The Nevada Supreme Court recently decided that the waiver of the right to arbitrate a dispute is presumptively within the jurisdiction of the courts, not arbitrators to decide unless the arbitration agreement clearly reserves this question of arbitrability to the arbitrator. That is if the claimed waiver arises from litigation conduct.
The case involves claims against a payday lender who obtained, according to the court, “thousands of default judgments” against defendants who failed to appear in collection actions brought after default on the short term loans. Plaintiffs sued as a class to, inter alia, have the court deem the default judgments void and uncollectable when it was learned that the lender’s process server engaged in “sewer service—the practice of accepting summonses and complaints for service, failing to serve them, then falsely swearing in court-filed affidavits that service had been made when it was not.”
The lender’s motion to compel arbitration based on agreements to arbitrate was denied when the District Court held the lender waived its right to arbitration by bringing the collections actions and obtaining the default judgments at issue. The Nevada Supreme Court reasoned that courts must determined the “gateway questions” of arbitrability, “such as ‘whether the parties are bound by a given arbitration clause,’ or ‘whether an arbitration clause in a concededly binding contract applies to a particular type of controversy.” Because “courts presume that the parties intend courts, not arbitrators, to decide [gateway questions of arbitrability,” these gateway questions are for the court to decide, unless the parties’ agreement (or, possibly, conduct) provides “clear and unmistakable evidence” that they intended to commit the questions to the arbitrator in the first instance.
The Court further reasoned that waiver is typically a procedural gateway matter, and therefore one for an arbitrator to decide. It determined, however, to follow what it deems the majority position that litigation-conduct waiver—that is, a party may waive its right to arbitrate by participating in litigation without invoking the right to arbitrate—is a matter presumptively for the court to decide.

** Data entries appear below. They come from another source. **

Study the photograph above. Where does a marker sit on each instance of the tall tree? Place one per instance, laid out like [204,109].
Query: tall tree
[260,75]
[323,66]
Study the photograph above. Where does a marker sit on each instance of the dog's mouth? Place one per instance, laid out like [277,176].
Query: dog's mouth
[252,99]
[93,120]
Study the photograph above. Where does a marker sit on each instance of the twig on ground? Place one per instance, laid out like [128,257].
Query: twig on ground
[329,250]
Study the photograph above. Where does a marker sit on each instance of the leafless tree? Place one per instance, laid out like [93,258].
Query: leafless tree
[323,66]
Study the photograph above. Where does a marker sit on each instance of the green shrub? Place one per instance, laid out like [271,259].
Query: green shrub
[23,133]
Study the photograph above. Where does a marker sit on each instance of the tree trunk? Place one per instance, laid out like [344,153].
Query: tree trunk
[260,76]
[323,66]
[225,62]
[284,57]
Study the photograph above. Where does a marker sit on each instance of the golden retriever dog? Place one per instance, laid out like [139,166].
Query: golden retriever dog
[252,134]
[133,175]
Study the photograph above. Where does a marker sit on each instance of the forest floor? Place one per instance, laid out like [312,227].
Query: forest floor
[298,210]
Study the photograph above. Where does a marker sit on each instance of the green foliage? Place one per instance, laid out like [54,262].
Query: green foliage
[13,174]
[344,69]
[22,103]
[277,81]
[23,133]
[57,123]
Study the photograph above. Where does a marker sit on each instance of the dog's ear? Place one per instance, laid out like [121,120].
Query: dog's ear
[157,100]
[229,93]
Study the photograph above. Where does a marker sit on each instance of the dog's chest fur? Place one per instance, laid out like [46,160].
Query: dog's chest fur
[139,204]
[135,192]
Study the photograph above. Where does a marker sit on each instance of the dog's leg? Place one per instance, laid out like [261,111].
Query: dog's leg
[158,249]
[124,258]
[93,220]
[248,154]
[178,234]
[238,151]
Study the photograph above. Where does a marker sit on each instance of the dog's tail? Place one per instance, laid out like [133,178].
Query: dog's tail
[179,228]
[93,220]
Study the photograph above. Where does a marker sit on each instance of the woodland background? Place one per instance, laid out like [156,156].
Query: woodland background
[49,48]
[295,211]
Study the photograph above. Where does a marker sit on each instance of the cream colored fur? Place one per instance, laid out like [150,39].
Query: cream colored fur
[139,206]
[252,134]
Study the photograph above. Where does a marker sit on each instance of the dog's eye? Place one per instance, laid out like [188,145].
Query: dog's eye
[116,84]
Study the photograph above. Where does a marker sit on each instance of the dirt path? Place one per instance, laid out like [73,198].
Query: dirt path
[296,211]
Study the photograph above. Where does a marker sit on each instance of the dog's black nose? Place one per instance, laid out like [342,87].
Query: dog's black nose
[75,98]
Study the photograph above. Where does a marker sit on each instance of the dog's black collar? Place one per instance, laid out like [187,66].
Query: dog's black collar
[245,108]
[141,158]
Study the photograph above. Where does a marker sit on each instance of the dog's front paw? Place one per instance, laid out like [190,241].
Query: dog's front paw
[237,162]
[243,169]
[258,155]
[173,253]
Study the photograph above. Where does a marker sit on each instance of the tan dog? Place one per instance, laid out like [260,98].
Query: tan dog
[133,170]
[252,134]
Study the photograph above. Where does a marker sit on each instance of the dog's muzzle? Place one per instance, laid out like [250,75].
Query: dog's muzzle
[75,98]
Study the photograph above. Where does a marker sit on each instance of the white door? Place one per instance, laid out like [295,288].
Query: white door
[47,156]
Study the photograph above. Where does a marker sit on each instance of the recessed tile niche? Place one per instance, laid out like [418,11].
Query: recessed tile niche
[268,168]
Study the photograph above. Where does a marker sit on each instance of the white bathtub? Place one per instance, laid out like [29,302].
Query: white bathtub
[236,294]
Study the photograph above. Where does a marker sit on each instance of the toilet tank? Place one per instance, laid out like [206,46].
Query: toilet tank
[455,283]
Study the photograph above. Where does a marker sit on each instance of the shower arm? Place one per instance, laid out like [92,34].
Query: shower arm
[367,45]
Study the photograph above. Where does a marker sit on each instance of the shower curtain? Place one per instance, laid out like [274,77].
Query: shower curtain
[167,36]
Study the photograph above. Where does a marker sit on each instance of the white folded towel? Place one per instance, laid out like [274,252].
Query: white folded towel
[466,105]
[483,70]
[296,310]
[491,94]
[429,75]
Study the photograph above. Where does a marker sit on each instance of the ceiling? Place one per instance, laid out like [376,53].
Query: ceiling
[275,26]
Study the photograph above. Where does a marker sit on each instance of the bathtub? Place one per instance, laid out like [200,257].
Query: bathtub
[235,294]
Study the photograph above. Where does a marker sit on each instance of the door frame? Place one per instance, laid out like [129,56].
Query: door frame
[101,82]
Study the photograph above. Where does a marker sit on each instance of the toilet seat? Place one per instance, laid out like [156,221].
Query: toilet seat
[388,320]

The court allowed, however, that if the arbitration agreement had specifically reserved the right to determine arbitrability where litigation-conduct waiver is claims to the arbitrator, the matter may be heard by the arbitrator and not the court. “An issue that is presumptively for the court to decide will be referred to the arbitrator for determination only where the parties’ arbitration agreement contains clear and unmistakable evidence’ of such an intent.”